2 eggs at room temperature, beaten


  • Preheat your oven to 375°F. Line a large rimmed baking sheet with unbleached parchment paper and set it aside.

  • Place the lentils and the stock in a medium heavy-bottom saucepan, and bring to a boil. Turn down the heat, cover and allow to simmer for 10 to 12 minutes, or until most of the liquid is absorbed.

  • While the lentils are cooking, in another medium heavy-bottom saucepan, saute the onion in the 2 tablespoons of olive oil until the onions are beginning to soften (about 4 minutes). Add the sliced mushrooms and salt, and mix to combine. Cover and cook until the mushrooms have reduced in size by about half and have softened (about 5 minutes more). Drain the mushrooms of any excess liquid, and allow them to cool briefly.

  • In the bowl of a food processor fitted with the steel blade, place the drained mushrooms and onions and the bread crumbs, and pulse until the mixture begins to clump. It will be chunky, not completely smooth, but you should not see any recognizable pieces of mushroom. Transfer to a large, wide bowl. Place half of the cooked lentil beans in the food processor, and pulse until mostly smooth. Transfer both the processed and the whole lentils to the bowl with the mushroom mixture. Add the marinara sauce, Worcestershire, basil, parsley, grated cheese and the eggs, and mix gently to combine fully.

  • With a medium (approximately 2-inch) ice cream scoop, scoop the mixture onto the prepared baking sheet each about 1 inch apart from the other. Drizzle the tops lightly with olive oil, and bake until mostly firm to the touch (about 20 minutes). Broil for 5 minutes, rotating once during broiling, to brown the tops slightly. Remove from the oven and allow to cool briefly before serving. The meatballs will firm up as they cool. Serve over gluten free pasta.

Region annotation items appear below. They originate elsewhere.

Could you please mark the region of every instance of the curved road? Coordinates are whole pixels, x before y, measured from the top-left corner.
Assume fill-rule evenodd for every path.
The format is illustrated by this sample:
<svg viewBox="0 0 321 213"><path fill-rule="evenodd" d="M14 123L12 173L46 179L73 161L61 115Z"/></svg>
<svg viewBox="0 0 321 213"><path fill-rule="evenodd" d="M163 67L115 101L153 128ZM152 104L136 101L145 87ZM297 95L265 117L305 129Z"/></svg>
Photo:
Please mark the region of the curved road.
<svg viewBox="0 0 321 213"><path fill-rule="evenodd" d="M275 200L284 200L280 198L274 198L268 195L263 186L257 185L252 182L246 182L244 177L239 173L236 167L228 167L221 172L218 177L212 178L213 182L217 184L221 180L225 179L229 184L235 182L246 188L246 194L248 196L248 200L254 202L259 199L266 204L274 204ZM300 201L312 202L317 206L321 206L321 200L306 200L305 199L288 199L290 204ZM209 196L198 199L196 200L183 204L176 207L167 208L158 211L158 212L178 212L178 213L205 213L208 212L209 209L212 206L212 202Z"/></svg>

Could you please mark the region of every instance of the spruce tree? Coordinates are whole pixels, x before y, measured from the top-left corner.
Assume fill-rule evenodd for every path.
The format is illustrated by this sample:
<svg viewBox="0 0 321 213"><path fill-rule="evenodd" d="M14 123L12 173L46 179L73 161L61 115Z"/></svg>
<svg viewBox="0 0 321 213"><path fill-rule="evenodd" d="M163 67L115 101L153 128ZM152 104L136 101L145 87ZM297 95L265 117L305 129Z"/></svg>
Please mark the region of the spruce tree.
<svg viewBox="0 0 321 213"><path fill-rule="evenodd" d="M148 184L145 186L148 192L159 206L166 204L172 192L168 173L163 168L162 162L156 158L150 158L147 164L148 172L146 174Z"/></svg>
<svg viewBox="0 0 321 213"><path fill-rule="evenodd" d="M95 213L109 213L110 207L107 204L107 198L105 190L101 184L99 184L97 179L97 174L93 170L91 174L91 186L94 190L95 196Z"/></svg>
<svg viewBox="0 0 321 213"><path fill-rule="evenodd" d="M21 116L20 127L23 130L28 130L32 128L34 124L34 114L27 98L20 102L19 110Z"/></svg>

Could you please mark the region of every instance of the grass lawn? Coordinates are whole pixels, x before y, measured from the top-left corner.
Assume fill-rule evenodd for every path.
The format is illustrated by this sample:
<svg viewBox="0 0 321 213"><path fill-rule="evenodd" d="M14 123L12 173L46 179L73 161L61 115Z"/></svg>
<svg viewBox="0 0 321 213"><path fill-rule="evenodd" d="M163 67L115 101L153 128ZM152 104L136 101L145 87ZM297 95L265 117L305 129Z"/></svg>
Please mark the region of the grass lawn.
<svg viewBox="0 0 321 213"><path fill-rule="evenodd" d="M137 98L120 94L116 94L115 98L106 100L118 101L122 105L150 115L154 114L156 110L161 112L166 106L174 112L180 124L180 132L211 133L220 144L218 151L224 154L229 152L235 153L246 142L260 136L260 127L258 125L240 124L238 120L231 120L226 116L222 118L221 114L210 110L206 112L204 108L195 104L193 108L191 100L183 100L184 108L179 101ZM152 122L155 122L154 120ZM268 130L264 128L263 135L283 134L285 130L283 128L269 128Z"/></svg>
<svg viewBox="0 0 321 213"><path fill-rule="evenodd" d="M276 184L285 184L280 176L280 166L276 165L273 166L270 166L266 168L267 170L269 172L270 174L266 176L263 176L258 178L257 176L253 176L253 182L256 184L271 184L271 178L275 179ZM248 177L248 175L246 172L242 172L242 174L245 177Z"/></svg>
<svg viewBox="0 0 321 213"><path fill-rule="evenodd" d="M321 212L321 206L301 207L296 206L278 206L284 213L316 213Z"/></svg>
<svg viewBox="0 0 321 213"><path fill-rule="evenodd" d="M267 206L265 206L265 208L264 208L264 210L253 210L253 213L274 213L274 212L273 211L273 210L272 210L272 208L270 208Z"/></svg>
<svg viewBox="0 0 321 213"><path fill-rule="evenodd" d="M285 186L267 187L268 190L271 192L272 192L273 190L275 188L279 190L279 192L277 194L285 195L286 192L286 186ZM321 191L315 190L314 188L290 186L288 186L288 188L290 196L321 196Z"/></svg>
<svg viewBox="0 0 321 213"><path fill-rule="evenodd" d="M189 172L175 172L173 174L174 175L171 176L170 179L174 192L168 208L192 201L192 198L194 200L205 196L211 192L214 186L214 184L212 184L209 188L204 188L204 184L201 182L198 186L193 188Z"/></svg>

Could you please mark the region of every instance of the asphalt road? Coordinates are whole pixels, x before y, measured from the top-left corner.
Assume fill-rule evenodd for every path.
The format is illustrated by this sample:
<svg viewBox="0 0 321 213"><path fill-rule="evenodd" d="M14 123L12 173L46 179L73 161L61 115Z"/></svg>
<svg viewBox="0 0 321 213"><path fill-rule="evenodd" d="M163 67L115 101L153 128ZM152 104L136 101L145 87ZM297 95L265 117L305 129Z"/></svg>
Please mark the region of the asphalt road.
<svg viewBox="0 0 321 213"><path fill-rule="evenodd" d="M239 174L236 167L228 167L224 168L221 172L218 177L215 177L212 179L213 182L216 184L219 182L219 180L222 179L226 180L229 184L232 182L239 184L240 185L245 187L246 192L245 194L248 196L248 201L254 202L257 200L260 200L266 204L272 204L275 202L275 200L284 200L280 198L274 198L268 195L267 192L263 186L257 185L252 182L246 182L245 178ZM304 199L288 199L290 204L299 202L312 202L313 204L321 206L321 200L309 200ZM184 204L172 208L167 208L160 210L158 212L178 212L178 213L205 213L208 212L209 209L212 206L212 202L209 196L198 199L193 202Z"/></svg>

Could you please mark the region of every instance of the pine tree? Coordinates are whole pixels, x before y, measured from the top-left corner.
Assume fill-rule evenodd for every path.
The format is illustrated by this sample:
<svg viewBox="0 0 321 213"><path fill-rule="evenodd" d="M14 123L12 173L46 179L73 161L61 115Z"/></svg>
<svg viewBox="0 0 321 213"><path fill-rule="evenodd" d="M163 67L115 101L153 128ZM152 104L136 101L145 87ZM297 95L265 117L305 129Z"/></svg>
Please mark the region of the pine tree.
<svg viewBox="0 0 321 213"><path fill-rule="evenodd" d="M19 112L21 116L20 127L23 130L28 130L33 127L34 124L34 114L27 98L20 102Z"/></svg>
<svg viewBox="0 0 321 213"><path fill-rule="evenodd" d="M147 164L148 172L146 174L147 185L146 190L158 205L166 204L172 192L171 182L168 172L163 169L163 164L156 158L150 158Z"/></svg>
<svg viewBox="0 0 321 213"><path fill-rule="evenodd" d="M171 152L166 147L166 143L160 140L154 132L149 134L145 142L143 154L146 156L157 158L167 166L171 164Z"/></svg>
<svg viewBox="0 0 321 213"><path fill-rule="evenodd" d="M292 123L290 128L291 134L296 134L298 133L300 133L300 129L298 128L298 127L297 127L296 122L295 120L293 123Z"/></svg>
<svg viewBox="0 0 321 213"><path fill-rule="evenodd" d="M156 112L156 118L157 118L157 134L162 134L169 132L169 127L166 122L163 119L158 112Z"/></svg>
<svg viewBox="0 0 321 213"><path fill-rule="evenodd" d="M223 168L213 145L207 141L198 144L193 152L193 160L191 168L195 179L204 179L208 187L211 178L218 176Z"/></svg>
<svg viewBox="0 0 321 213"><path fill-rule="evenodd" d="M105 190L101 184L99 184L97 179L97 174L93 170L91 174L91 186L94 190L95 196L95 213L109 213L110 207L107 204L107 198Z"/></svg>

P.S. Don’t forget to get your copy of Gluten-Free on a Shoestring Quick & Easy! I can’t keep the blog going without your support!

Comments are closed.

  • […] Vegetarian meatballs with red lentils and mushrooms. […]

  • Kalinda
    June 13, 2013 at 9:57 PM

    Worcestershire sauce has anchovies in it. Not a big deal for omnivores eating meatless, but probably an issue for actual vegetarians.

  • Linda
    June 13, 2013 at 9:46 AM

    I too am curious about using egg replacer–maybe flax or chia? I am assuming the eggs are used as a binder. What might be another substitute?

    • gfshoestring
      June 13, 2013 at 9:50 AM

      Yes, the eggs are mostly used as a binder, but also for expansion/volume, Linda. As I told Melissa, though, I haven’t tested the recipe with any substitutions, so feel free to experiment.

  • Melissa Klimo
    June 12, 2013 at 8:45 AM

    can I use egg replacer with these and would goat cheese work please?

    • gfshoestring
      June 13, 2013 at 8:47 AM

      I haven’t tried this recipe with any substitutions, Melissa, so you’ll have to experiment. I can tell you that goat cheese is a very soft cheese, and Parmigiano-Reggiano is a hard cheese, so I don’t think that would be a good substitute.

      • Melissa Klimo
        June 13, 2013 at 9:39 AM

        Thanks for your reply. I can get three grades of goat cheese – soft like a fetta, medium like mozarella and hard like parmesan. Would the hard do? Or there is pecorino which is a parmesan like sheep cheese.

      • gfshoestring
        June 13, 2013 at 9:45 AM

        That’s pretty cool. I’d go for the cheese that you think is the most similar in texture to the dairy Parm-Reg, then! It’s mostly the texture and moisture content that matter in this recipe. Good luck!

      • Melissa Klimo
        June 13, 2013 at 9:46 AM

        I am in Australia and have never heard of dairy Parm-reg. Sounds like this one is a bit too hit and miss. Thanks anyway

      • gfshoestring
        June 13, 2013 at 9:49 AM

        Just to clarify for others, by “dairy Parm-Reg,” I am referring to Parmigiano-Reggiano cheese made from cow’s milk, as called for in the recipe.

      • Michelle
        June 13, 2013 at 10:43 AM

        I have had the hard goat cheese, (the goat rescue place around here also makes cheese) and it is very similar in flavor and texture to Parm. I think it would substitute very well.